Что же нам все-таки делать со снижением отношения к «извращенности»? Как могло случиться, что те самые сексуальные действия, которые когда-то были столь сурово порицаемы, а иногда становились формально нелегальными, теперь стали очень широко практиковаться, а в некоторых кругах — активно поощряться? Еще раз повторим: довольно легко проследить поверхностную историю. Сексологи, равно как и Фрейд, и, по меньшей мере, некоторые из его еретических последователей, в значительной степени ниспровергли само понятие извращения. Подвергнутые основательному обсуждению, «Три эссе по теории сексуальности» Фрейда, впервые опубликованные в 1905 г., стремились продемонстрировать, что черты сексуальности, ассоциируемые с извращениями, далеко не ограничиваемые малыми категориями ненормальных людей, — это качества, общие для сексуальности каждого. Следовательно, заключал Фрейд, «неуместно использовать слово „извращение“ в качестве символа укора»[74].
Аналогичным образом Хевилок Эллис утверждал, что этот термин неприемлем, предлагая заменить его другим понятием — «сексуальная девиация».

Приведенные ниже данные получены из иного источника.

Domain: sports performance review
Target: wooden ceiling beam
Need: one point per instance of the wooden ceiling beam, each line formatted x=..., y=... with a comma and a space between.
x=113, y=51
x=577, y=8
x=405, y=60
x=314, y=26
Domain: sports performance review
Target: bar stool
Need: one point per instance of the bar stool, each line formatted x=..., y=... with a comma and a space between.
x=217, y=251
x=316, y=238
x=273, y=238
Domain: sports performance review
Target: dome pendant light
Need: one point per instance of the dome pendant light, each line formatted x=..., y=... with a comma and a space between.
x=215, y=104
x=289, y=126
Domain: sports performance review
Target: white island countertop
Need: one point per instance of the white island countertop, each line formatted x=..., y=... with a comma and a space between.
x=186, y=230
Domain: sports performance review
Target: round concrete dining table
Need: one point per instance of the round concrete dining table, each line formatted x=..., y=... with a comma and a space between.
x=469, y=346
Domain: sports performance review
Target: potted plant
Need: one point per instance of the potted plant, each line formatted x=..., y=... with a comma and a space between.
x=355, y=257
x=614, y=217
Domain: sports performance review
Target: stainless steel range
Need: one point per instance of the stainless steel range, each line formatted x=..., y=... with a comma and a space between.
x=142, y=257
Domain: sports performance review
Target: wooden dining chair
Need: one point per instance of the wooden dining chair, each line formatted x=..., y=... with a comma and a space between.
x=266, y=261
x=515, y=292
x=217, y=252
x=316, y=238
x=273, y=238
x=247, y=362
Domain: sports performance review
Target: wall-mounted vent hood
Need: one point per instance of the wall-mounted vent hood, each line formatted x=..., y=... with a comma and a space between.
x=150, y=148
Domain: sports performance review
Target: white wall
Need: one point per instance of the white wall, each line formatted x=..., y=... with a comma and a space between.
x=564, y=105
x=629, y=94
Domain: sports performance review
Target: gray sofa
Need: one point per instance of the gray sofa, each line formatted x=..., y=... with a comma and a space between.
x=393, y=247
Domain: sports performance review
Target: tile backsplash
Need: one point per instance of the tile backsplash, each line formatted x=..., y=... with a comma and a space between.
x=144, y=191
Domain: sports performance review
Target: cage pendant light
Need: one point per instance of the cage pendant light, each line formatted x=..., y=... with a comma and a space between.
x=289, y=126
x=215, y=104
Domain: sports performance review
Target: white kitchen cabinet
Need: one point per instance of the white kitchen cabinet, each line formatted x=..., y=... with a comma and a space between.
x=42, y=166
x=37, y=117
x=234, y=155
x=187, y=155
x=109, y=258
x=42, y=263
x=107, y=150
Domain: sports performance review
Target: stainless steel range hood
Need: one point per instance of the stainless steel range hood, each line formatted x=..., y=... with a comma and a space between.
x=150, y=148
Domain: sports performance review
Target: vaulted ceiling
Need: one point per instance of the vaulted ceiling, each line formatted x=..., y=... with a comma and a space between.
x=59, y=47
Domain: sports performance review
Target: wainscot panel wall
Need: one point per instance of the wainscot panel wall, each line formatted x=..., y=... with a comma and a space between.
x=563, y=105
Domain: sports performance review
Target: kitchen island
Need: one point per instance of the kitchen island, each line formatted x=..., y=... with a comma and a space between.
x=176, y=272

Как можно было бы показать, впоследствии группы интереса и движения начали активно провозглашать социальную приемлемость и легализацию гомосексуальности, оспаривая даже терминологию девиации. Так, например, в США, по мере того как спадала высшая точка маккартизма, учреждались такие группы, как «Общество Меттачайна» и «Дочери Билитис». Последующее создание больших общин геев обеспечило расцвет многих новых групп и ассоциаций, многих продвинутых меньшинств сексуальных вкусов. Битва за обеспечение общественной терпимости в отношении гомосексуальности привела к тому, что на сцену вышли новые организации, заинтересованные в продвижении сексуального плюрализма, как излагает это Джеффри Уикс.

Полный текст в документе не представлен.